En résumé, une phrase peut être inintelligible, alors qu’une proposition peut seulement être inintelligible-pour-S. Or, nous ne devrions accepter qu’une proposition soit inintelligible-pour-S que si S est victime d’une privation, le défaut d’un concept ou le manque d’une connaissance, laquelle privation l’empêche de saisir le sens d’une phrase. Autrement dit, dès le moment où un sujet possède les connaissances nécessaires pour saisir le sens d’une phrase, nous devrions admettre que la proposition exprimée est intelligible-pour-S.
[1] TUNA, E. H., "Imaginative Resistance", The Stanford Encyclopedia of Philosophy, Summer 2020, Edward N. Zalta (ed.), disponible à l’adresse : https://plato.stanford.edu/archives/sum2020/entries/imaginative-resistance/
[2] TUNA, E. H., "Imaginative Resistance", The Stanford Encyclopedia of Philosophy, 2020.
[3] L’une des questions dans le débat.
[4] FREGE, G., « Sens et dénotation », in : Écrits logiques et philosophiques, Paris, Seuil, 1971
[5] Une thèse importante que je défends dans Engagement fictionnel, mémoire et empathie : trois contextes où l’imagination joue un rôle essentiel, trois contextes où se produit le phénomène de la résistance imaginative. Mémoire de master, Université de Neuchâtel, décembre 2022.
[6] Je dois cet exemple de phrase grammaticalement correcte, mais qui ne possède ni sens ni dénotation au Professeur Richard Glauser.
[7] Voici une autre façon d’exprimer pourquoi nous devrions distinguer les phrases des propositions. Seule la distinction entre phrase et proposition permet d’expliquer que : (1) deux phrases peuvent exprimer une même proposition, si elles sont parfaitement synonymes (par exemple, Le médecin des enfants est malade et Le pédiatre est mal portant sont deux phrases distinctes qui ont le même sens littéral) ; (2) une seule phrase peut exprimer des propositions différentes (par exemple, On fait des bêtises à Cambrai, qui peut signifier qu’à Cambrai on y fait des sottises ou des pâtisseries) ; (3) une seule phrase (Je suis, j’existe) peut avoir autant de sens qu’elle a d’énonciateurs.
[8] A ce propos, notons que si les vérités se découvrent, c’est bien parce qu’elles sont ce qu’elles sont, même si nous n’y avons pas nécessairement accès, car il nous manque des connaissances et des concepts pour en saisir le sens. Ainsi, L’eau est composée de molécules H2O, si elle avait été assertée à l’époque pharaonique, n’aurait pas été inintelligible (propriété), mais seulement inintelligible relativement à l’époque, car elle était vraie même si nous ne le savions pas encore.

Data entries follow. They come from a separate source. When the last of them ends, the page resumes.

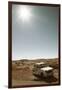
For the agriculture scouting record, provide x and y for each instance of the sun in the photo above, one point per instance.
(24, 13)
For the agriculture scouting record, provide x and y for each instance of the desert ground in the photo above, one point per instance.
(22, 72)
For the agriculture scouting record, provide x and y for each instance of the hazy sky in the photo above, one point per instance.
(34, 32)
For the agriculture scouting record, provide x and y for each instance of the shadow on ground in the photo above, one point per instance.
(48, 80)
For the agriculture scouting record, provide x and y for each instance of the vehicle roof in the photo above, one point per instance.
(46, 68)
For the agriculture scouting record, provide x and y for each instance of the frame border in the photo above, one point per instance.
(10, 42)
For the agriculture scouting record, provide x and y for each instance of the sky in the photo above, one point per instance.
(34, 32)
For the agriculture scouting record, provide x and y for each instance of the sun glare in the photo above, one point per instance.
(24, 13)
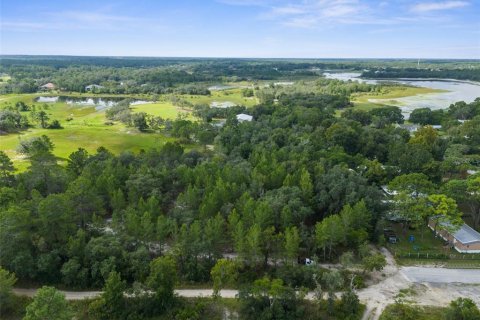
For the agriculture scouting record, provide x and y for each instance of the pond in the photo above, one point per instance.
(456, 91)
(99, 103)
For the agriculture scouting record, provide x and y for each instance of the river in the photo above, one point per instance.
(455, 91)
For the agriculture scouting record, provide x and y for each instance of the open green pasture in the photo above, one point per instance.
(86, 129)
(363, 100)
(230, 95)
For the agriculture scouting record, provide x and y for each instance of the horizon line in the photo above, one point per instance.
(236, 57)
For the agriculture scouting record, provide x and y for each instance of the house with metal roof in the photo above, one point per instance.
(464, 240)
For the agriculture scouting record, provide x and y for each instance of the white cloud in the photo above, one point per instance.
(436, 6)
(314, 13)
(79, 20)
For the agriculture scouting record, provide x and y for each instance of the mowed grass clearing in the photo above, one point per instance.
(362, 100)
(230, 95)
(87, 130)
(164, 109)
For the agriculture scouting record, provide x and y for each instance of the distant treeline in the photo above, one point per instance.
(459, 74)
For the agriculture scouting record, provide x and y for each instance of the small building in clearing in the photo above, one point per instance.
(464, 240)
(242, 117)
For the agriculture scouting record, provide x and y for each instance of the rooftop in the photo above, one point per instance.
(467, 235)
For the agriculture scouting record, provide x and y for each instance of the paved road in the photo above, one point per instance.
(441, 275)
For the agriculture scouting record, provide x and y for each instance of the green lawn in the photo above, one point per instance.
(162, 109)
(86, 129)
(231, 95)
(428, 250)
(361, 100)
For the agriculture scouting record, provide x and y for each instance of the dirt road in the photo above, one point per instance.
(427, 286)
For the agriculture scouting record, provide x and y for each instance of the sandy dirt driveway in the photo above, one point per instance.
(427, 286)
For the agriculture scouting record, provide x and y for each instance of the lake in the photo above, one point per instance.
(457, 91)
(99, 103)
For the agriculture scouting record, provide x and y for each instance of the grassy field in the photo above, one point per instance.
(231, 95)
(361, 100)
(415, 253)
(163, 109)
(87, 129)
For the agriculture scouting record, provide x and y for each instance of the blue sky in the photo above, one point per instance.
(243, 28)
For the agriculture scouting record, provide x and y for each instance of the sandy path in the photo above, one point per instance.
(429, 286)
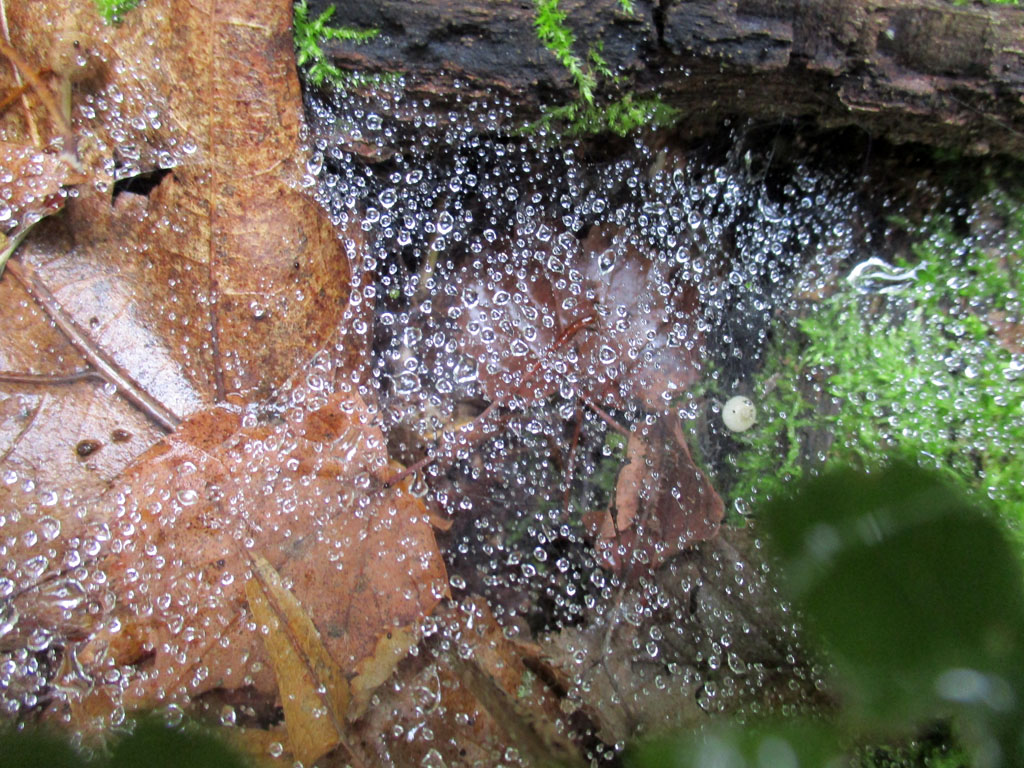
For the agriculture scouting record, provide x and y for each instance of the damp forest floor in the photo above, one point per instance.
(358, 433)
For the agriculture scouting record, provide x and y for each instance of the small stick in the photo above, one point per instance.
(30, 121)
(571, 461)
(46, 97)
(606, 418)
(10, 377)
(103, 365)
(563, 337)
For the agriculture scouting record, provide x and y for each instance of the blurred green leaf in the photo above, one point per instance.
(793, 744)
(915, 594)
(156, 744)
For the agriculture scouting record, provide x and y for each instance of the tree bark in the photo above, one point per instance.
(904, 70)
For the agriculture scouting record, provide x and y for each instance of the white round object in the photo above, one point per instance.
(738, 414)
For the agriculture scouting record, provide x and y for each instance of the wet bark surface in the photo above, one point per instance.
(912, 71)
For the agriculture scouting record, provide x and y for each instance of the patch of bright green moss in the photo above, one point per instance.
(920, 360)
(113, 11)
(309, 37)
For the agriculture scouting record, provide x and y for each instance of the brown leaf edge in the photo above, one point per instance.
(314, 693)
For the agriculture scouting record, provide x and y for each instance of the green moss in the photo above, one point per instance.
(309, 37)
(557, 38)
(113, 10)
(911, 367)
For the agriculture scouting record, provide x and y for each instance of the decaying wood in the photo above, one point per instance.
(904, 70)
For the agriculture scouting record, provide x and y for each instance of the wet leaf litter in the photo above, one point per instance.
(303, 326)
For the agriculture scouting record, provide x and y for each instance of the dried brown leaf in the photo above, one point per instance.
(664, 503)
(313, 691)
(305, 492)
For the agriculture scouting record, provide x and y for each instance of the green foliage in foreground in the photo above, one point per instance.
(309, 37)
(621, 117)
(903, 360)
(557, 38)
(587, 116)
(113, 10)
(918, 599)
(151, 743)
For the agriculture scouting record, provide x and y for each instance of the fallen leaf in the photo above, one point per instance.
(664, 503)
(305, 489)
(600, 318)
(374, 671)
(31, 184)
(313, 690)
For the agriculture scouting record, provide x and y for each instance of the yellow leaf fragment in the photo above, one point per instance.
(313, 691)
(373, 671)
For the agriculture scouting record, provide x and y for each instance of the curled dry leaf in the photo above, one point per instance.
(31, 184)
(664, 503)
(313, 690)
(599, 318)
(469, 687)
(305, 492)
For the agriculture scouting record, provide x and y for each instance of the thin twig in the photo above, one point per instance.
(46, 97)
(30, 121)
(97, 358)
(606, 418)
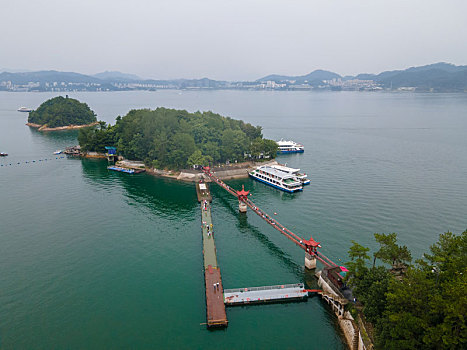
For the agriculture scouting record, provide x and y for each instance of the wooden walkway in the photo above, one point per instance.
(215, 309)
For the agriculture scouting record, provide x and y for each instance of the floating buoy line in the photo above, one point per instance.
(31, 161)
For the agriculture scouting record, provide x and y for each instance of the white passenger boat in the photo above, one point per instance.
(276, 178)
(290, 147)
(302, 177)
(24, 109)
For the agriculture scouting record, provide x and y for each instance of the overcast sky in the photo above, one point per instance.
(230, 39)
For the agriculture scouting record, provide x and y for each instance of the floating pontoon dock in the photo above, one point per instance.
(267, 294)
(215, 309)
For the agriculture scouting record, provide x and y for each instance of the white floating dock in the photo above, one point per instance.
(267, 294)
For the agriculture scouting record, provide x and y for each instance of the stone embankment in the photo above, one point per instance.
(352, 333)
(68, 127)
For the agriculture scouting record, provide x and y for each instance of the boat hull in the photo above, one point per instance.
(275, 186)
(294, 151)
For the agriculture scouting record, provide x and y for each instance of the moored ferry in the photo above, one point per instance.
(302, 177)
(289, 147)
(276, 178)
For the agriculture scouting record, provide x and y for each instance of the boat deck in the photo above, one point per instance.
(215, 308)
(267, 294)
(202, 191)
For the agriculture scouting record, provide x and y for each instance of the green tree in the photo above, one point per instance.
(197, 158)
(357, 266)
(427, 308)
(62, 111)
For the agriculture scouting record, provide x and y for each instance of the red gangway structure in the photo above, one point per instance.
(310, 246)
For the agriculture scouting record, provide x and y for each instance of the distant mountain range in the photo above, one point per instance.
(438, 77)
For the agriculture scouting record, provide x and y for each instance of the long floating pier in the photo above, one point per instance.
(215, 308)
(267, 294)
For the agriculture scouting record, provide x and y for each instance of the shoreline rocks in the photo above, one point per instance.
(58, 128)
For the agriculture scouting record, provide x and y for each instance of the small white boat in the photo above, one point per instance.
(289, 147)
(302, 177)
(24, 109)
(276, 178)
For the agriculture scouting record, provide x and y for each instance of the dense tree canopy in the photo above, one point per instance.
(427, 307)
(62, 111)
(176, 139)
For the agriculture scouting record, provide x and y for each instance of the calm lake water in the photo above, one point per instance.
(94, 259)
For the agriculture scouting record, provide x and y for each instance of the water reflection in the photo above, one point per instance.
(62, 137)
(245, 227)
(163, 196)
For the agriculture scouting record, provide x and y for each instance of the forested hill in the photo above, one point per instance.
(62, 111)
(169, 138)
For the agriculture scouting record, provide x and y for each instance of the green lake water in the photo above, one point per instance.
(93, 259)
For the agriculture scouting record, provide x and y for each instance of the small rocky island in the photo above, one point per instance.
(61, 113)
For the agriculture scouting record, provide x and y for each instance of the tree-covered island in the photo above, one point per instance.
(412, 306)
(61, 113)
(175, 139)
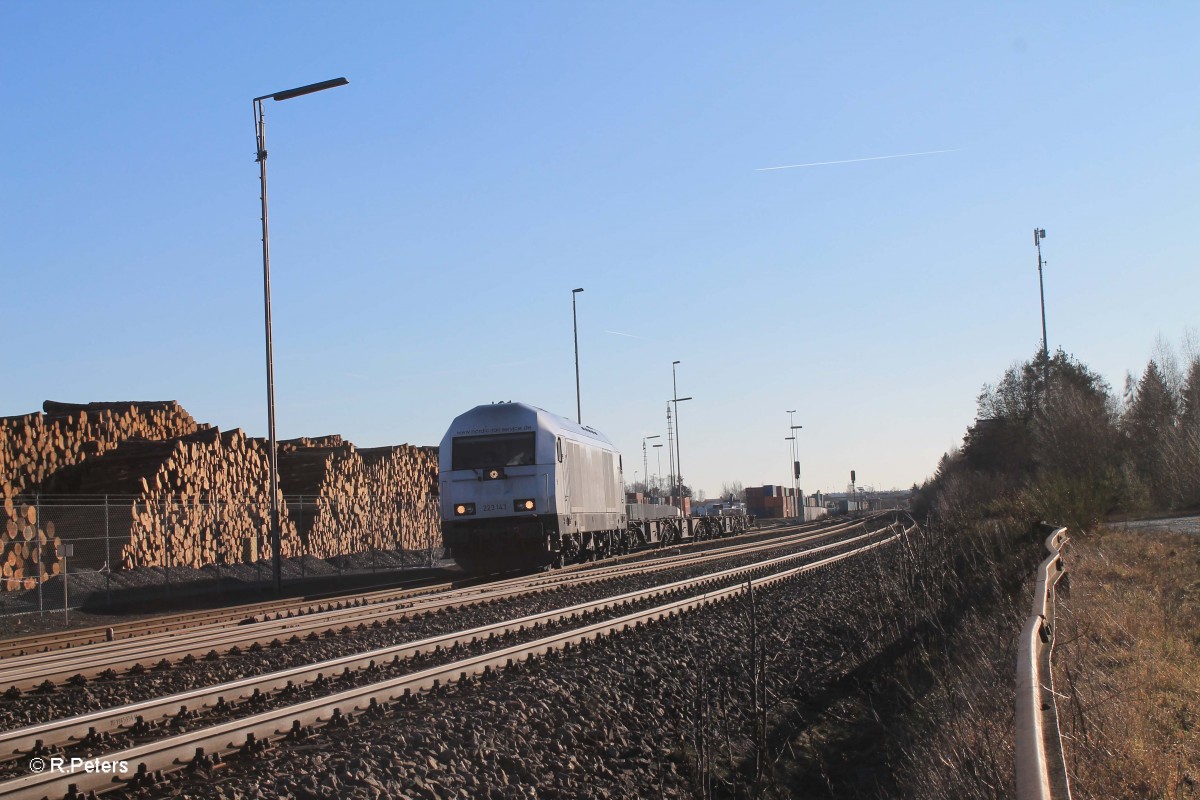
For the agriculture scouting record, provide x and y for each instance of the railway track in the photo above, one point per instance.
(268, 609)
(87, 662)
(201, 747)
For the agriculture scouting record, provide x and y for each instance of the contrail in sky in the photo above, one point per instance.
(851, 161)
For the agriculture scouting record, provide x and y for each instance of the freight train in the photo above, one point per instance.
(525, 487)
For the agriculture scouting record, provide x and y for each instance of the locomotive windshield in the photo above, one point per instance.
(499, 450)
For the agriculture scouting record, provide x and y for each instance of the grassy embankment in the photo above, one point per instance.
(1127, 665)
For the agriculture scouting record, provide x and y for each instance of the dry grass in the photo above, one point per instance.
(1127, 663)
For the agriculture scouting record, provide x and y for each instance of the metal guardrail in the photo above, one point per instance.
(201, 745)
(1041, 765)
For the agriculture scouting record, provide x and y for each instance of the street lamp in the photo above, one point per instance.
(677, 400)
(646, 469)
(261, 157)
(1038, 235)
(659, 447)
(791, 467)
(575, 324)
(796, 464)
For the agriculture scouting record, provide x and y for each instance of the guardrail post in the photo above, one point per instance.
(1041, 765)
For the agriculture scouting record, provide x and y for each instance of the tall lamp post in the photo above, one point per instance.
(575, 324)
(646, 465)
(791, 468)
(659, 447)
(677, 400)
(261, 157)
(1038, 235)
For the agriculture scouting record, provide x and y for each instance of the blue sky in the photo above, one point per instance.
(430, 220)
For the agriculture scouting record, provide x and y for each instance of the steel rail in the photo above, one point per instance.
(37, 643)
(172, 753)
(184, 704)
(413, 601)
(29, 672)
(1041, 764)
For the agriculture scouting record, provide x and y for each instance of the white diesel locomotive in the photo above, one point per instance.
(523, 487)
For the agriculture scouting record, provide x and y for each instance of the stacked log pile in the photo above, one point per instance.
(353, 500)
(197, 499)
(35, 446)
(183, 493)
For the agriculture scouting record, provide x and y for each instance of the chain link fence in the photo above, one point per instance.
(108, 552)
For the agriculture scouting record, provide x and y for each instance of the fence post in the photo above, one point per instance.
(108, 561)
(37, 537)
(166, 548)
(220, 548)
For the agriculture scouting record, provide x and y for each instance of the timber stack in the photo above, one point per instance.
(185, 493)
(34, 446)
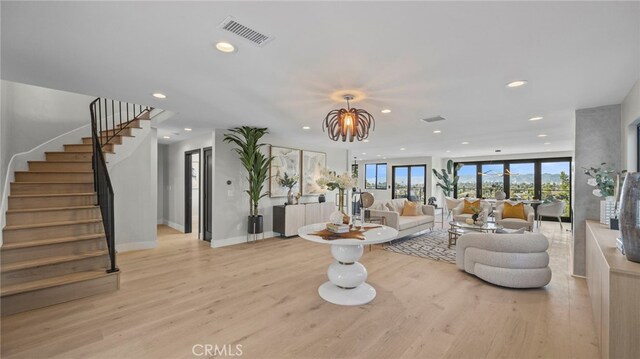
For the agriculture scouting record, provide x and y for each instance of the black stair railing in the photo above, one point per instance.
(108, 119)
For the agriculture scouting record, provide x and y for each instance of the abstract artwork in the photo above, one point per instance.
(312, 165)
(285, 160)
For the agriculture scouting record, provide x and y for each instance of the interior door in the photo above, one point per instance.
(207, 189)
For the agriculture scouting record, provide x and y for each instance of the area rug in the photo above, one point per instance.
(430, 244)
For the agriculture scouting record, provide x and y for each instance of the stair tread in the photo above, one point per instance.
(50, 224)
(45, 242)
(46, 172)
(52, 282)
(32, 263)
(48, 209)
(60, 161)
(51, 194)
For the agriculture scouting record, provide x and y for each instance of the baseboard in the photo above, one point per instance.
(217, 243)
(177, 227)
(134, 246)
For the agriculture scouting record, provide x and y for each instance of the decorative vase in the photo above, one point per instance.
(630, 216)
(290, 196)
(607, 209)
(345, 217)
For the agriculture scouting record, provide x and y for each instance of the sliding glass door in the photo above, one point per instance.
(556, 183)
(536, 179)
(410, 182)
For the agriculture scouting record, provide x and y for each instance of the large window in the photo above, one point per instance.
(538, 179)
(467, 181)
(410, 182)
(375, 176)
(522, 180)
(492, 179)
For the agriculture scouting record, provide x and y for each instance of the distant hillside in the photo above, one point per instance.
(525, 178)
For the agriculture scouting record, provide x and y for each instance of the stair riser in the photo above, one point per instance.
(30, 234)
(21, 302)
(117, 140)
(60, 166)
(85, 148)
(53, 270)
(20, 188)
(58, 249)
(52, 202)
(52, 216)
(75, 177)
(68, 156)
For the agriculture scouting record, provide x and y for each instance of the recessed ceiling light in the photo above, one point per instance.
(225, 47)
(517, 83)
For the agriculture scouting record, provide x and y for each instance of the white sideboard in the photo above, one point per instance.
(287, 219)
(614, 288)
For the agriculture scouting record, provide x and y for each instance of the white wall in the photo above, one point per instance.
(630, 120)
(32, 115)
(173, 196)
(134, 181)
(231, 204)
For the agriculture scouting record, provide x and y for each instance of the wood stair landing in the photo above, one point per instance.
(55, 249)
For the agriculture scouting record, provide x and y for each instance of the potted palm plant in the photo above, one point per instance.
(257, 165)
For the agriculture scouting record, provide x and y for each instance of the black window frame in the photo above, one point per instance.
(393, 180)
(537, 176)
(376, 182)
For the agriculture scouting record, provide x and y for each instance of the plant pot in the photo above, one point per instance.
(255, 224)
(630, 216)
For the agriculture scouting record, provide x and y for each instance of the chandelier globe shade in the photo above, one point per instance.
(348, 123)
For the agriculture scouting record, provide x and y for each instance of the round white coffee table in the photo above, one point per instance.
(346, 285)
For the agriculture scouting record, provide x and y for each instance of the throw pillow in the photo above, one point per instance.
(514, 211)
(410, 209)
(468, 204)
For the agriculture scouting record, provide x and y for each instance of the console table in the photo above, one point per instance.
(614, 288)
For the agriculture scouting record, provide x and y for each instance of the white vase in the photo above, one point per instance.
(607, 210)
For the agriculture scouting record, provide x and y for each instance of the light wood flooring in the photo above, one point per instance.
(264, 297)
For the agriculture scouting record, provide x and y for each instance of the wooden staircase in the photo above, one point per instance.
(54, 247)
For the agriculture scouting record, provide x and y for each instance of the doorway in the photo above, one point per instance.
(192, 191)
(207, 211)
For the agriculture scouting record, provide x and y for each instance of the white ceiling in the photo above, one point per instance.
(418, 59)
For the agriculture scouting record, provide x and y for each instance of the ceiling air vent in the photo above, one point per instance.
(234, 27)
(433, 119)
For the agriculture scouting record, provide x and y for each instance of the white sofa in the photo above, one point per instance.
(508, 260)
(405, 225)
(461, 217)
(516, 223)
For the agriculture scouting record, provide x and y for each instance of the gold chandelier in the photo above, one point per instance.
(349, 123)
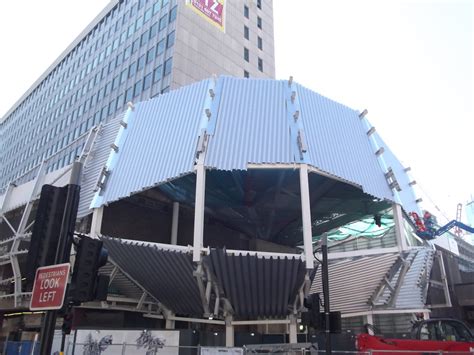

[9] Et bien entendu, les ordres, les souhaits et les questions sont des énoncés sans valeur de vérité, mais qui possèdent un sens.
[10] D. LEWIS, « Survival and Identity », (1976), traduit par M. Mulcey, in : Identité et Survie, éd. Ithaque, 2015, page 62.
[11] FREGE, 1971, p. 105.
[12] Lamarque écrit à ce propos : Rappelons la remarque faite par Frege : quand nous affirmons à juste titre « Dans la pièce de Shakespeare, Othello tue Desdémone », les noms « Othello » et « Desdémone » ne font référence qu’à leur sens (dans la pièce), et non à des objets non existants. Le sens d’un nom sera donné par les descriptions utilisées dans la fiction ou par des descriptions qu’il est possible d’en dériver – elles caractérisent et identifient sa référence interne. Le sens du nom « Desdémone » est donc donné par ces descriptions (…). LAMARQUE, P., « Peur et pitié », in : Esthétique contemporaine, éd. J. P. Cometti, J. Morizot & R. Pouivet, Paris, Vrin, 2005, p. 389.
[13] LAMARQUE, 2005, p. 388.
[14] Bien que nous ne puissions pas tenir compte de cette distinction ici, nous devrions sans doute distinguer : les propositions émises par l’auteur ou par le narrateur de l’œuvre (tout en distinguant les cas où le narrateur est l’auteur et les cas où les deux sont distincts, mais encore les différences s’il y en a entre les narrateurs de premier et de second niveau, appelés respectivement narrateurs extradiégétiques et intradiégétiques), les propositions émises par les personnages de l’œuvre, et les propositions que nous énonçons au sujet des œuvres.